O deputado Vitor Lippi (PSDB-SP) faz análise semelhante. O deputado disse que "ficou sabendo pela imprensa" de alguns pontos do projeto e que a reação de muitos parlamentares foi a de crítica ao pouco debate em torno da proposta. "Isso criou um desconforto. É importante que todos os parlamentares entendam o alcance e a clareza do que está escrito ali [no projeto]", disse o deputado, que também mostrou ser favorável à derrubada do ponto sobre as algemas.
Deputado prega serenidade em caso de veto do abuso de autoridade
Na mão oposta, o vice-líder do DEM na Câmara, Efraim Filho (PB), acredita que eventuais vetos do presidente Bolsonaro à proposta sobre abuso de autoridade não prejudicarão o cotidiano dos deputados. "A Câmara vai ter serenidade para atuar no caso de eventuais vetos ao projeto", disse.

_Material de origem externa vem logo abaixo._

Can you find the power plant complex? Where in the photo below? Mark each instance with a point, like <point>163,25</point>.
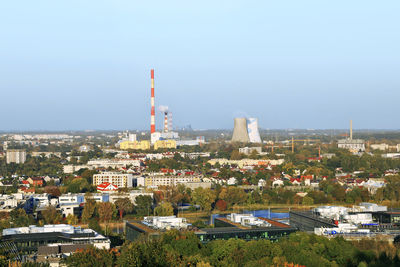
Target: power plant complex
<point>166,138</point>
<point>246,130</point>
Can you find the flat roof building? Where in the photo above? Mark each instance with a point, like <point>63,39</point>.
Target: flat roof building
<point>30,239</point>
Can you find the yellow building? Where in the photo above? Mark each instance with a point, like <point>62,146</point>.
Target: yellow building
<point>164,144</point>
<point>141,145</point>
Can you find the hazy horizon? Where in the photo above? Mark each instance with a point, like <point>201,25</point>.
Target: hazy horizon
<point>292,64</point>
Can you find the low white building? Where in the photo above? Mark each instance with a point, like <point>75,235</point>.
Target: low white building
<point>165,222</point>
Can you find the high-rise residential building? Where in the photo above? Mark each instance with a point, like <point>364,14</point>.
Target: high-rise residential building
<point>16,156</point>
<point>118,179</point>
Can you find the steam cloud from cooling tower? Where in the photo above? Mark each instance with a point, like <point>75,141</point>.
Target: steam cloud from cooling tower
<point>246,131</point>
<point>240,133</point>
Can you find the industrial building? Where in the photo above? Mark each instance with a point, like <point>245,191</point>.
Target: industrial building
<point>240,132</point>
<point>253,228</point>
<point>252,127</point>
<point>353,145</point>
<point>249,150</point>
<point>165,144</point>
<point>53,239</point>
<point>246,131</point>
<point>135,145</point>
<point>366,218</point>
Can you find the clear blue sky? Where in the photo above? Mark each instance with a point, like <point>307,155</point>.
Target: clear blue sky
<point>293,64</point>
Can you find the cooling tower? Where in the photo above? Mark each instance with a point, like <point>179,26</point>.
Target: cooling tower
<point>252,126</point>
<point>240,133</point>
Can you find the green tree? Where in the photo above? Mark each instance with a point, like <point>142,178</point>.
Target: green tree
<point>203,197</point>
<point>123,205</point>
<point>307,201</point>
<point>105,210</point>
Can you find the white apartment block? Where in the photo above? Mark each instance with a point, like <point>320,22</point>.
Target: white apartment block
<point>16,156</point>
<point>113,163</point>
<point>118,179</point>
<point>155,181</point>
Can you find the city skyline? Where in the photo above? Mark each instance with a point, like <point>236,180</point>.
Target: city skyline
<point>76,66</point>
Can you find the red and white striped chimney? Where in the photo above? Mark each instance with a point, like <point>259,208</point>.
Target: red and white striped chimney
<point>153,111</point>
<point>166,122</point>
<point>170,121</point>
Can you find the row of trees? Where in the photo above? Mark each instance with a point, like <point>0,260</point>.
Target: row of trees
<point>184,249</point>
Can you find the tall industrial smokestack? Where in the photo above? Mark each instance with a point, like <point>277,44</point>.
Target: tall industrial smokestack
<point>153,111</point>
<point>351,129</point>
<point>166,122</point>
<point>170,121</point>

Efraim contesta também a análise de que a proposta foi aprovada às pressas. "Esse era um tema sobre o qual a Câmara dos Deputados discutia havia bastante tempo", declarou. O deputado Fábio Ramalho (MDB-MG) endossa: "a Câmara fez um projeto muito bem estudado, que já vinha sendo debatido desde o ano passado".
Como funciona o veto presidencial
A análise do presidente da República é a última etapa de um projeto de lei que tramita no Congresso Nacional, como é o caso deste sobre o abuso de autoridade. Essas propostas têm origem na Câmara ou no Senado e passam por revisão obrigatória da outra Casa. Após a aprovação do Legislativo, seguem para a Presidência, que pode realizar a sanção – quando o projeto se torna uma lei –; o veto parcial a apenas alguns pontos; ou o veto total. Os vetos, parciais ou totais, retornam para análise dos deputados e senadores, que podem mantê-los ou derrubá-los.
Até o momento, o presidente Bolsonaro fez 29 vetos, entre totais e parciais. Destes, 15 ainda não tiveram sua análise concluída pelo Congresso. Os demais foram todos mantidos, à exceção de um que vetava integralmente um projeto que dispensava os portadores de HIV/aids aposentados por invalidez de passarem por perícia.